Users log on to the Canid Camera website, zooniverse.org/projects/sylvilagus/canid-camera, and browse through each photo and describe what they see: what animal is in the frame, and how many. The process is hypnotic, like scrolling through an Instagram feed of forest creatures going about their lives. So far, thousands of volunteers have labeled 200,000 shots, with a new set of 50,000 to be released this month.
The byproduct of this census is to draw volunteers in, which makes the project easier to understand.
Young forests were once plentiful across the Northeast but now they cover only a fraction of their former range. At least 100 species, including cottontail rabbits, foxes, otters and muskrats, are in decline because of the losses.
The New York State Department of Environmental Conservation has introduced an effort to restore young forest areas, although the goal seems counterintuitive, cutting down forests to make room for new ones.
“We can’t rely on Mother Nature to create young forests like she has for every century before this one,” said Amanda Cheeseman, a postdoctoral associate at SUNY-ESF, where she oversees Canid Camera.
That’s because the department is unlikely to allow natural methods like fires and flooding, especially in such a populous region as the Hudson Valley. So to create forest diversity, most biologists maintain that clear-cutting is necessary.
Yet despite the endorsement of groups like the Audubon Society to do just this, Burger said, local residents were attending public meetings in the Hudson Valley and pushing back. Some, worried about climate change, don’t want to see the clearances happen since trees are particularly good at storing carbon.

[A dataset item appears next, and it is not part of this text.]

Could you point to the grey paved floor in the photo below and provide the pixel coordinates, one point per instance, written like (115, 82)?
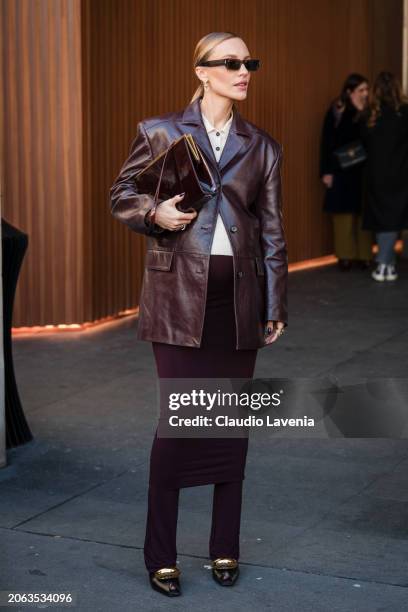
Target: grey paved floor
(324, 522)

“Their hearts are in the right place,” Burger said. “But that’s not sustainable forestry.”
Studies find that mixed-aged forests make the environment more resilient against pest outbreaks, weather events and even climate change. That’s in addition to sustaining species that do best in young forest areas.

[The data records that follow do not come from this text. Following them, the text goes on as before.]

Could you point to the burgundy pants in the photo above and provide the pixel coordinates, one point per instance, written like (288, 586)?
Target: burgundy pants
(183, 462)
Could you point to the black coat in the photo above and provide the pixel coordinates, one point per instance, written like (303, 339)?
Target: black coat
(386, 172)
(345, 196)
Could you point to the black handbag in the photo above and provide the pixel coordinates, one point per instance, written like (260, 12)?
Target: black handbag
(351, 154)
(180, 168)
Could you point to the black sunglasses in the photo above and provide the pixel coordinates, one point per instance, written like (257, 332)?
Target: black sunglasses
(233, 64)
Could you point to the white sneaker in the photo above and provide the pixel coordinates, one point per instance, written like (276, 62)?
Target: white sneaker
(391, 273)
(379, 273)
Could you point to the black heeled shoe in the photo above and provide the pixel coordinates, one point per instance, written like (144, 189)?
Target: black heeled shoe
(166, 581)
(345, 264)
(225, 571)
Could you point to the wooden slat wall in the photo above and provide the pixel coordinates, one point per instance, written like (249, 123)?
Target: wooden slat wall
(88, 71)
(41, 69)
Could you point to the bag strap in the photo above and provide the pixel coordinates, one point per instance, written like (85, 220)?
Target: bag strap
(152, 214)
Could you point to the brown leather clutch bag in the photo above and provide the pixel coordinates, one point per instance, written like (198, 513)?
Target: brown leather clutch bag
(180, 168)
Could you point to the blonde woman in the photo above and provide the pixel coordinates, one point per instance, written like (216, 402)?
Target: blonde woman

And this is where the camera traps come in. Motion-sensing rigs the size of lunchboxes are attached to trees about 1-1/2 feet above the ground. The traps take a snap anytime something moves, such as a family of bears clambering through the frame. But a strong breeze could be enough to trigger them.

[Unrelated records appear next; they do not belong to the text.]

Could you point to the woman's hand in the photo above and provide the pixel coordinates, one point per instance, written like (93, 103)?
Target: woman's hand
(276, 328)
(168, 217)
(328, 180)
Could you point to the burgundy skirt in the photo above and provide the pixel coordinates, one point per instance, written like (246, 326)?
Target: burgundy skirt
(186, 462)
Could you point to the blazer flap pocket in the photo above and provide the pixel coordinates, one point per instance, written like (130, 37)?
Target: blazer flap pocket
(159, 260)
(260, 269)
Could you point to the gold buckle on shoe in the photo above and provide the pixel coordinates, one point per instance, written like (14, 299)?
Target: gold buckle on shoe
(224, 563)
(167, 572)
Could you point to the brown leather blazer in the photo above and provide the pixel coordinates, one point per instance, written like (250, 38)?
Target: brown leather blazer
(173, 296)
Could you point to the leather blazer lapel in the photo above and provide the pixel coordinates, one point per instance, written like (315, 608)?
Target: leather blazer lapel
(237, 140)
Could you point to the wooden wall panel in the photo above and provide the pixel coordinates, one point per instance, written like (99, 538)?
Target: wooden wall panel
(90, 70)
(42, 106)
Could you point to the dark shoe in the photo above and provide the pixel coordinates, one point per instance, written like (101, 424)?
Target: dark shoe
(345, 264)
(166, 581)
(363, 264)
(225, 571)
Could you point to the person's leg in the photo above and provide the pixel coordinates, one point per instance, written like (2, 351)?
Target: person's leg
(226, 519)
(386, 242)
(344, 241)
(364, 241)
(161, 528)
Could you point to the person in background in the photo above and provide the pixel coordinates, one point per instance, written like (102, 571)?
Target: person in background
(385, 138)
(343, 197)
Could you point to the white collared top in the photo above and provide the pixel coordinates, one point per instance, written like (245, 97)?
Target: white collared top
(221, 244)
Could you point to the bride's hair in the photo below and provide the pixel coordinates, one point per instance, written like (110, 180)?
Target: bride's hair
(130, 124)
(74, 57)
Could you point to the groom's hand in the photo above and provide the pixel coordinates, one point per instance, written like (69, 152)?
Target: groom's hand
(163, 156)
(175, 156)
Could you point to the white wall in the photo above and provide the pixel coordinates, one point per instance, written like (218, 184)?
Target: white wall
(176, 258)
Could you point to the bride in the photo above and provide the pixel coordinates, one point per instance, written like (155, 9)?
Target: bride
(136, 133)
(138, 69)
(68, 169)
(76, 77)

Once the photos are uploaded, volunteers can click through as many as they care to and choose a label from a pre-made list of a few dozen options. There is even a field guide with details on how to tell similar species apart, such as gray and red squirrels. Individual pictures are screened 15 times before being marked done. For images with conflicting information — three volunteers see a turkey, say, and the rest see a ruffled grouse — Cheeseman and her interns weigh in.
“There is a learning curve,” said William McShea, an ecologist at the Smithsonian Conservation Biology Institute, where he helps run eMammal, another camera trap project that relies on volunteers. “People get better at it as they go along.”
Those volunteers do get something in return: a sense of being part of a team. They want to see the best images, interact with researchers on tough photos and learn something. Some projects even include volunteer names on research papers.
“They are doing you a favor,” McShea said. “You have to be giving them feedback. They want to be part of the project.”
Not everyone interested in the forest health of the Hudson Valley is a New Yorker.
Claire Sylvestre, a web developer who lives in Quebec, could be the leading wildlife spotter on Canid Camera. According to the site’s statistics, she has labeled nearly 45,000 images so far. Sylvestre, 64, came across Canid Camera after working on another project called Exoplanet Explorers. Some of the favorite photos she’s labeled have been of predators, including a bobcat with a gray squirrel in its mouth or a coyote that had killed a fawn.
“Of course, the rarer the animal, the more exciting it is,” Sylvestre said. “The holy grail — gray fox — remains elusive.”